With the 10 properties Collier owns, however, the creative leeway is much greater—as is the risk.
“A lot of these restaurants are in a tourist area, as is the campground we operate, so it’s all about standing out from the crowd and drawing people in,” Koontz explains. “We’re very measured in how we go about it.”
When it came time to update Collier’s breakfast restaurants—including nine Flapjack’s Pancake Cabins—Koontz first planned on updating the buildings’ log-cabin exteriors, many of which had grown dark and dreary after years of wood staining.
By 2021, each Flapjack’s will be updated with a new (and brighter) composite material that mimics the look and feel of the old wooden beams, along with new, more uniform signage. Inside the restaurants, Koontz and his team are looking at ways to provide additional—and more comfortable—seating.
“On the one hand, when you’re in a tourist area, there’s a desire to turn tables over as fast as possible, so you almost don’t want the seats to be too comfortable,” Koontz says. “On the other hand, if all people remember are the uncomfortable seats, they might not come back. So it’s all about finding that line.”

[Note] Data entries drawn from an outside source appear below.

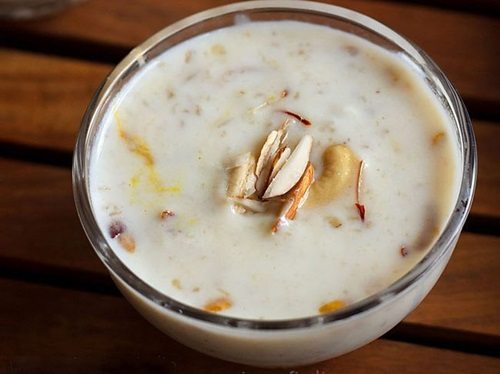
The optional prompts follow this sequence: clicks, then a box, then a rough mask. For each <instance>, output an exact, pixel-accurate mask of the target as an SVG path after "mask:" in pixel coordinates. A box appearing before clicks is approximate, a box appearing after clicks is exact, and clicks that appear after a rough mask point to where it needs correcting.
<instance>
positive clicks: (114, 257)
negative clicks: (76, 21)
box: [73, 0, 477, 367]
mask: <svg viewBox="0 0 500 374" xmlns="http://www.w3.org/2000/svg"><path fill="white" fill-rule="evenodd" d="M242 16H245V17H248V18H249V19H251V20H253V21H258V20H299V21H304V22H310V23H316V24H321V25H327V26H329V27H332V28H335V29H339V30H343V31H346V32H349V33H352V34H355V35H358V36H360V37H362V38H365V39H367V40H370V41H371V42H373V43H375V44H377V45H379V46H381V47H382V48H385V49H388V50H391V51H396V52H398V53H402V54H404V55H405V57H406V58H408V59H409V60H411V61H412V62H413V63H414V64H415V65H416V66H418V67H419V69H420V70H421V74H422V75H423V76H425V78H426V82H427V84H428V85H429V86H430V88H431V89H432V91H433V92H434V93H435V96H436V97H437V98H438V100H439V102H440V103H441V104H442V106H443V108H445V110H446V111H447V113H448V114H449V116H450V118H451V120H452V122H453V123H454V125H455V131H456V138H457V147H458V148H459V151H460V156H461V166H462V168H461V173H462V182H461V186H460V191H459V196H458V198H457V201H456V205H455V210H454V212H453V214H452V215H451V217H450V219H449V221H448V222H447V224H446V227H445V229H444V231H443V233H442V235H441V236H440V237H439V239H438V240H437V242H436V243H435V245H434V246H433V247H432V248H431V250H430V251H429V252H428V253H427V255H426V256H425V257H424V258H423V259H422V260H421V261H420V262H419V263H418V264H417V265H416V266H415V267H414V268H413V269H412V270H411V271H410V272H408V273H407V274H406V275H405V276H403V277H402V278H400V279H399V280H398V281H396V282H395V283H393V284H392V285H391V286H389V287H387V288H386V289H384V290H382V291H380V292H378V293H376V294H375V295H373V296H371V297H368V298H366V299H364V300H361V301H359V302H357V303H355V304H352V305H349V306H348V307H346V308H344V309H341V310H338V311H335V312H332V313H329V314H324V315H318V316H314V317H308V318H298V319H290V320H279V321H278V320H272V321H266V320H248V319H239V318H232V317H225V316H221V315H217V314H213V313H207V312H205V311H202V310H200V309H196V308H193V307H190V306H188V305H185V304H182V303H180V302H178V301H176V300H174V299H171V298H170V297H168V296H167V295H164V294H162V293H160V292H158V291H156V290H155V289H153V288H151V287H150V286H149V285H148V284H146V283H145V282H143V281H142V280H141V279H139V278H138V277H137V276H136V275H135V274H134V273H132V272H131V271H130V270H129V269H128V268H127V267H126V266H125V265H124V264H123V263H122V262H121V261H120V260H119V258H118V257H117V256H116V255H115V254H114V252H113V251H112V249H111V248H110V246H109V245H108V243H107V242H106V239H105V236H104V235H103V233H102V232H101V230H100V228H99V227H98V225H97V223H96V220H95V218H94V215H93V212H92V205H91V196H90V192H89V184H88V182H89V165H90V155H91V152H92V149H93V147H94V143H95V140H96V134H97V132H98V129H99V126H100V125H101V120H102V118H103V114H104V113H105V112H106V111H107V110H109V106H110V102H111V101H112V100H111V99H112V98H113V96H114V95H116V93H117V92H119V91H120V89H121V88H122V87H123V86H124V85H125V84H126V83H127V82H128V81H129V80H130V79H131V78H132V77H133V76H134V75H135V74H136V73H137V72H138V71H139V70H141V69H142V68H144V65H146V64H147V63H148V62H149V61H151V60H152V59H154V58H155V57H156V56H158V55H159V54H161V53H162V52H164V51H165V50H166V49H168V48H170V47H172V46H174V45H176V44H178V43H180V42H182V41H184V40H186V39H189V38H191V37H193V36H195V35H199V34H203V33H206V32H209V31H212V30H215V29H219V28H222V27H226V26H230V25H233V24H234V22H235V19H238V17H242ZM476 157H477V156H476V144H475V139H474V134H473V131H472V126H471V122H470V119H469V116H468V114H467V111H466V109H465V107H464V105H463V102H462V100H461V99H460V97H459V95H458V94H457V92H456V91H455V89H454V88H453V86H452V85H451V84H450V82H449V81H448V79H447V78H446V77H445V76H444V74H443V73H442V72H441V70H440V69H439V68H438V67H437V66H436V64H435V63H434V62H432V60H431V59H430V58H429V57H428V56H427V55H426V54H425V53H424V52H422V51H421V50H420V49H419V48H418V47H416V46H415V45H413V44H412V43H411V42H409V41H408V40H406V39H405V38H403V37H402V36H400V35H398V34H397V33H395V32H394V31H392V30H390V29H389V28H387V27H385V26H384V25H382V24H380V23H378V22H376V21H374V20H373V19H371V18H368V17H366V16H364V15H362V14H359V13H356V12H353V11H350V10H347V9H344V8H340V7H335V6H330V5H325V4H320V3H314V2H305V1H288V0H283V1H281V0H277V1H250V2H244V3H237V4H232V5H227V6H223V7H219V8H215V9H211V10H208V11H205V12H202V13H198V14H196V15H193V16H191V17H188V18H186V19H183V20H181V21H179V22H177V23H175V24H173V25H171V26H169V27H167V28H165V29H163V30H162V31H160V32H159V33H157V34H155V35H154V36H152V37H151V38H150V39H148V40H147V41H145V42H144V43H143V44H141V45H140V46H138V47H137V48H135V49H134V50H132V51H131V52H130V54H129V55H128V56H127V57H126V58H125V59H124V60H123V61H122V62H121V63H120V64H118V66H117V67H116V68H115V69H114V70H113V72H112V73H111V74H110V75H109V76H108V78H107V79H106V80H105V81H104V82H103V84H102V86H101V87H100V88H99V90H98V91H97V93H96V94H95V96H94V98H93V99H92V101H91V103H90V105H89V107H88V109H87V112H86V113H85V116H84V118H83V121H82V127H81V130H80V133H79V136H78V141H77V144H76V150H75V155H74V166H73V186H74V195H75V201H76V207H77V210H78V214H79V216H80V220H81V222H82V225H83V228H84V230H85V232H86V234H87V236H88V238H89V240H90V242H91V243H92V246H93V247H94V249H95V251H96V252H97V254H98V255H99V257H100V259H101V260H102V261H103V263H104V264H105V265H106V267H107V268H108V270H109V272H110V274H111V276H112V278H113V280H114V281H115V283H116V284H117V286H118V288H119V289H120V290H121V291H122V293H123V294H124V295H125V297H126V298H127V299H128V300H129V301H130V302H131V304H132V305H134V307H135V308H136V309H137V310H138V311H139V312H140V313H141V314H142V315H143V316H144V317H145V318H147V319H148V320H149V321H150V322H151V323H152V324H154V325H155V326H157V327H158V328H159V329H160V330H162V331H164V332H165V333H167V334H168V335H170V336H172V337H173V338H175V339H177V340H178V341H180V342H182V343H184V344H186V345H187V346H190V347H192V348H194V349H197V350H199V351H201V352H204V353H206V354H209V355H213V356H216V357H219V358H223V359H226V360H230V361H235V362H240V363H246V364H250V365H256V366H266V367H273V366H296V365H303V364H308V363H312V362H318V361H321V360H325V359H328V358H331V357H335V356H338V355H341V354H344V353H346V352H349V351H352V350H353V349H355V348H357V347H360V346H362V345H364V344H366V343H368V342H370V341H372V340H374V339H376V338H377V337H379V336H381V335H382V334H384V333H385V332H387V331H388V330H390V329H391V328H392V327H393V326H395V325H396V324H397V323H399V322H400V321H401V320H402V319H403V318H404V317H405V316H406V315H407V314H408V313H410V312H411V311H412V310H413V309H414V308H415V307H416V306H417V305H418V304H419V303H420V302H421V301H422V299H423V298H424V297H425V295H427V293H428V292H429V291H430V289H431V288H432V286H433V285H434V284H435V282H436V281H437V279H438V278H439V276H440V274H441V272H442V271H443V269H444V267H445V266H446V264H447V262H448V260H449V258H450V256H451V254H452V252H453V249H454V247H455V244H456V242H457V240H458V236H459V234H460V232H461V229H462V227H463V224H464V222H465V219H466V217H467V215H468V213H469V210H470V207H471V203H472V197H473V192H474V188H475V181H476V162H477V161H476ZM110 318H112V317H111V316H110ZM138 344H139V342H138Z"/></svg>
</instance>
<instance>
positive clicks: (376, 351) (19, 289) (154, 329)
mask: <svg viewBox="0 0 500 374" xmlns="http://www.w3.org/2000/svg"><path fill="white" fill-rule="evenodd" d="M0 292H1V294H2V299H3V300H6V301H7V302H4V304H3V306H2V308H0V366H3V367H5V368H7V372H12V373H16V372H31V371H37V372H38V371H46V372H54V371H56V372H82V373H89V372H91V373H100V372H106V373H108V372H131V371H140V372H161V371H167V372H170V373H243V372H244V373H291V372H293V371H291V370H295V372H293V373H315V374H317V373H325V374H326V373H330V372H342V373H346V372H348V373H350V372H359V371H360V370H362V371H366V372H373V373H398V372H405V373H422V372H426V371H429V372H432V373H456V372H470V373H472V372H478V370H480V372H481V373H494V372H495V371H496V370H497V369H498V367H499V365H500V359H498V358H492V357H487V356H478V355H473V354H466V353H459V352H453V351H448V350H444V349H436V348H429V347H423V346H419V345H413V344H407V343H399V342H392V341H386V340H377V341H375V342H373V343H371V344H369V345H368V346H365V347H363V348H361V349H359V350H357V351H355V352H353V353H350V354H348V355H345V356H342V357H339V358H337V359H332V360H329V361H325V362H322V363H319V364H315V365H310V366H307V367H302V368H290V369H275V370H263V369H257V368H251V367H247V366H244V365H238V364H233V363H228V362H224V361H221V360H217V359H214V358H210V357H208V356H205V355H202V354H199V353H197V352H195V351H193V350H191V349H189V348H186V347H184V346H182V345H180V344H178V343H176V342H174V341H173V340H172V339H170V338H168V337H166V336H164V335H163V334H161V333H160V332H159V331H157V330H156V329H155V328H153V327H152V326H150V325H149V324H148V323H147V322H146V321H145V320H143V318H142V317H140V316H139V314H138V313H136V312H135V311H134V310H132V307H130V306H129V305H128V304H127V302H126V301H125V300H124V299H122V298H116V297H112V296H104V295H97V294H92V293H87V292H80V291H68V290H63V289H58V288H53V287H47V286H40V285H34V284H28V283H24V282H18V281H9V280H0ZM6 321H9V323H7V322H6Z"/></svg>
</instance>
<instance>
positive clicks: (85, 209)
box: [72, 0, 477, 330]
mask: <svg viewBox="0 0 500 374" xmlns="http://www.w3.org/2000/svg"><path fill="white" fill-rule="evenodd" d="M277 10H279V11H290V12H300V13H313V14H317V15H323V16H326V17H336V18H340V19H343V20H346V21H348V22H351V23H353V24H356V26H357V27H362V28H365V29H367V30H369V31H370V32H374V33H376V34H379V35H380V36H382V37H384V38H388V39H389V40H390V41H391V42H393V43H394V44H396V45H398V46H399V47H400V48H401V49H402V50H404V51H405V52H407V53H410V54H411V56H412V57H413V58H415V60H416V61H417V62H418V63H419V64H422V65H425V67H426V68H427V69H428V72H430V73H432V76H433V78H434V79H435V82H436V83H437V84H438V85H440V88H441V90H442V91H443V92H441V93H444V94H445V95H446V97H445V99H446V101H447V103H448V104H449V106H450V108H449V110H450V112H451V113H450V114H451V115H453V117H454V123H455V125H456V126H457V129H456V131H457V138H458V141H459V147H460V152H461V156H462V165H461V167H462V170H461V171H462V181H461V184H460V188H459V192H458V195H457V201H456V203H455V206H454V211H453V213H452V214H451V215H450V217H449V219H448V221H447V222H446V225H445V227H444V229H443V231H442V233H441V235H440V236H439V238H438V239H437V241H436V242H435V243H434V245H433V246H432V248H431V249H429V250H428V252H427V254H426V255H425V256H424V257H423V258H422V260H421V261H419V262H418V263H417V264H416V265H415V266H414V267H413V268H412V269H411V270H410V271H409V272H408V273H406V274H405V275H404V276H402V277H401V278H399V279H398V280H396V281H395V282H394V283H392V284H391V285H389V286H388V287H386V288H385V289H383V290H381V291H379V292H377V293H375V294H373V295H371V296H369V297H367V298H364V299H362V300H360V301H358V302H356V303H353V304H351V305H348V306H347V307H345V308H343V309H340V310H337V311H333V312H330V313H326V314H320V315H313V316H307V317H300V318H292V319H270V320H258V319H246V318H238V317H231V316H226V315H223V314H215V313H210V312H206V311H203V310H201V309H198V308H195V307H192V306H189V305H187V304H184V303H182V302H180V301H177V300H175V299H173V298H171V297H169V296H167V295H165V294H163V293H161V292H159V291H157V290H156V289H154V288H153V287H151V286H149V285H148V284H147V283H145V282H144V281H143V280H141V279H140V278H139V277H137V276H136V275H135V274H134V273H133V272H132V271H131V270H130V269H129V268H128V267H127V266H126V265H125V264H124V263H123V262H122V261H121V260H120V259H119V258H118V256H117V255H116V254H115V253H114V252H113V250H112V249H111V248H110V246H109V245H108V243H107V240H106V239H105V236H104V234H103V233H102V231H101V230H100V228H99V225H98V224H97V222H96V220H95V218H94V215H93V210H92V204H91V198H90V191H89V186H88V182H89V175H88V168H89V165H90V153H91V146H90V145H91V144H92V137H91V136H90V135H91V132H90V129H91V128H92V126H95V122H96V121H97V119H98V118H97V117H98V116H97V114H98V113H99V111H101V110H102V109H103V106H104V105H105V103H106V101H107V100H110V98H109V97H110V94H111V89H112V88H113V87H114V86H115V85H116V84H117V82H118V80H119V79H121V78H123V77H124V76H127V75H129V74H133V73H134V72H135V71H136V70H137V69H138V68H140V67H141V66H142V65H144V63H145V60H144V56H145V55H146V53H147V52H148V51H149V50H150V49H151V48H153V47H154V46H155V45H157V44H158V43H159V42H160V41H162V40H165V39H166V38H168V37H171V36H172V35H175V34H176V33H178V32H181V31H183V30H185V29H186V28H188V27H190V26H192V25H196V24H199V23H202V22H205V21H207V20H210V19H214V18H217V17H222V16H227V15H231V14H232V15H239V14H248V13H246V12H252V11H254V12H255V11H259V12H264V11H277ZM249 14H251V13H249ZM476 178H477V151H476V142H475V137H474V133H473V129H472V124H471V120H470V117H469V115H468V113H467V110H466V108H465V106H464V103H463V101H462V99H461V98H460V96H459V95H458V93H457V91H456V90H455V88H454V87H453V86H452V84H451V83H450V82H449V80H448V79H447V78H446V76H445V75H444V74H443V73H442V71H441V70H440V69H439V67H438V66H437V65H436V64H435V63H434V62H433V61H432V60H431V59H430V58H429V57H428V56H427V55H426V54H425V53H424V52H423V51H422V50H420V49H419V48H418V47H416V46H415V45H414V44H412V43H411V42H410V41H408V40H407V39H406V38H404V37H402V36H401V35H399V34H397V33H396V32H394V31H393V30H391V29H389V28H388V27H386V26H384V25H383V24H381V23H379V22H378V21H375V20H373V19H372V18H369V17H368V16H365V15H363V14H361V13H358V12H355V11H352V10H349V9H345V8H342V7H338V6H334V5H329V4H324V3H318V2H311V1H302V0H257V1H247V2H239V3H233V4H229V5H224V6H220V7H216V8H212V9H209V10H205V11H202V12H199V13H196V14H194V15H192V16H189V17H187V18H184V19H182V20H180V21H178V22H175V23H173V24H172V25H170V26H167V27H166V28H164V29H162V30H161V31H159V32H157V33H156V34H154V35H153V36H151V37H150V38H149V39H147V40H146V41H145V42H143V43H141V44H140V45H139V46H138V47H136V48H134V49H133V50H132V51H131V52H130V53H129V54H128V55H127V56H126V57H125V58H124V59H123V60H122V61H121V62H120V63H119V64H118V65H117V66H116V67H115V68H114V70H113V71H112V72H111V73H110V74H109V75H108V77H107V78H106V79H105V80H104V81H103V82H102V84H101V86H100V87H99V88H98V89H97V91H96V93H95V95H94V96H93V98H92V100H91V102H90V104H89V106H88V108H87V110H86V112H85V114H84V116H83V119H82V123H81V128H80V131H79V133H78V136H77V142H76V145H75V151H74V156H73V170H72V179H73V195H74V200H75V205H76V209H77V213H78V216H79V218H80V221H81V224H82V226H83V229H84V231H85V233H86V235H87V237H88V240H89V241H90V243H91V244H92V247H93V248H94V250H95V252H96V253H97V255H98V256H99V258H100V259H101V261H102V262H103V263H104V264H105V265H106V267H107V268H108V270H109V271H110V272H111V273H112V274H114V275H115V276H116V277H117V278H118V279H120V280H121V281H123V282H124V283H125V284H126V285H127V286H128V287H130V288H131V289H132V290H134V291H135V292H137V293H138V294H139V295H141V296H143V297H145V298H146V299H147V300H149V301H151V302H153V303H154V304H156V305H157V306H159V307H160V308H163V309H165V310H167V311H170V312H173V313H174V314H176V315H178V316H179V317H181V316H183V317H188V318H192V319H195V320H198V321H204V322H207V323H211V324H215V325H219V326H229V327H238V328H247V329H252V330H290V329H298V328H304V327H309V326H315V325H325V324H331V323H333V322H337V321H342V320H346V319H349V318H353V317H355V316H359V315H361V314H362V313H366V312H368V311H370V310H373V309H375V308H376V307H379V306H381V305H382V304H384V303H387V302H389V301H390V300H393V299H394V298H395V297H397V296H398V295H401V294H402V293H404V292H405V290H407V289H408V288H410V287H411V286H413V285H415V283H416V282H417V281H418V280H420V279H421V278H422V277H423V276H424V275H425V274H426V273H428V272H430V270H431V269H432V268H434V266H435V265H436V264H437V263H439V262H440V260H441V258H442V257H443V256H445V255H447V254H448V253H449V252H450V251H453V248H454V244H455V240H456V239H457V238H458V235H459V234H460V231H461V229H462V227H463V225H464V223H465V220H466V218H467V215H468V214H469V211H470V208H471V205H472V199H473V195H474V190H475V185H476Z"/></svg>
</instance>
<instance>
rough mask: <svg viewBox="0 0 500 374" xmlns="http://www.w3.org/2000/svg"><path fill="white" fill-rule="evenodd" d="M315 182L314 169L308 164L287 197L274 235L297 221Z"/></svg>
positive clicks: (287, 194)
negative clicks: (285, 227)
mask: <svg viewBox="0 0 500 374" xmlns="http://www.w3.org/2000/svg"><path fill="white" fill-rule="evenodd" d="M313 182H314V167H313V165H312V164H311V163H310V162H308V163H307V166H306V170H305V171H304V174H303V175H302V177H301V178H300V180H299V181H298V182H297V184H296V185H295V186H294V187H293V189H292V190H290V192H289V193H288V194H287V196H286V198H287V199H288V200H287V202H286V203H285V205H284V206H283V210H282V212H281V214H280V217H279V218H278V220H277V221H276V222H275V223H274V225H273V227H272V229H271V231H272V232H273V233H275V232H277V231H278V229H279V227H281V226H282V225H283V224H285V223H287V222H288V221H292V220H294V219H295V216H296V215H297V210H298V209H299V208H300V207H301V206H302V205H303V204H304V202H305V200H306V199H307V196H308V194H309V189H310V188H311V185H312V184H313Z"/></svg>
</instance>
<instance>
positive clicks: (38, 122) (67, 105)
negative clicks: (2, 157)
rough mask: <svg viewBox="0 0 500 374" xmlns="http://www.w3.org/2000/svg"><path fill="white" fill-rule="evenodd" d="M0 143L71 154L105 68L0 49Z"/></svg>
mask: <svg viewBox="0 0 500 374" xmlns="http://www.w3.org/2000/svg"><path fill="white" fill-rule="evenodd" d="M0 61H2V63H1V64H0V139H1V140H2V141H5V142H12V143H21V144H27V145H31V146H38V147H46V148H52V149H57V150H66V151H71V150H72V149H73V147H74V144H75V140H76V132H77V130H78V128H79V126H80V121H81V118H82V116H83V113H84V111H85V109H86V107H87V105H88V103H89V101H90V99H91V97H92V95H93V94H94V92H95V91H96V89H97V87H98V86H99V84H100V83H101V81H102V80H103V79H104V78H105V76H106V74H107V73H108V72H109V71H110V70H111V67H110V66H107V65H100V64H95V63H93V64H90V63H86V62H80V61H76V60H71V59H61V58H50V57H44V56H41V55H32V54H27V53H19V52H16V51H13V50H5V49H4V50H0Z"/></svg>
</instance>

Three years into his Collier tenure, Koontz says the company’s “stair-step approach” to facility upgrades—processes first, equipment and technology second—has proven to be the right one.
But for Koontz, the transition wasn’t always an easy one. Having started at Ruby Tuesday in 1978, less than six years after the opening of its flagship restaurant, Koontz, in many ways, grew up with the company.
But whereas the 900-restaurant footprint and 1,000-email workweek often felt like a whirlwind, Koontz says Collier has given him something his old company never could: a chance to find creative solutions—and garner the one reward he values above all others.
“With a five-person department, we’re always scrambling to stay on top of the next repair. So when I hear someone at one of our restaurants say thank you for something we did—that means the world,” Koontz says. “You realize your work is having a real impact on both customers and employees. I see that every day now.”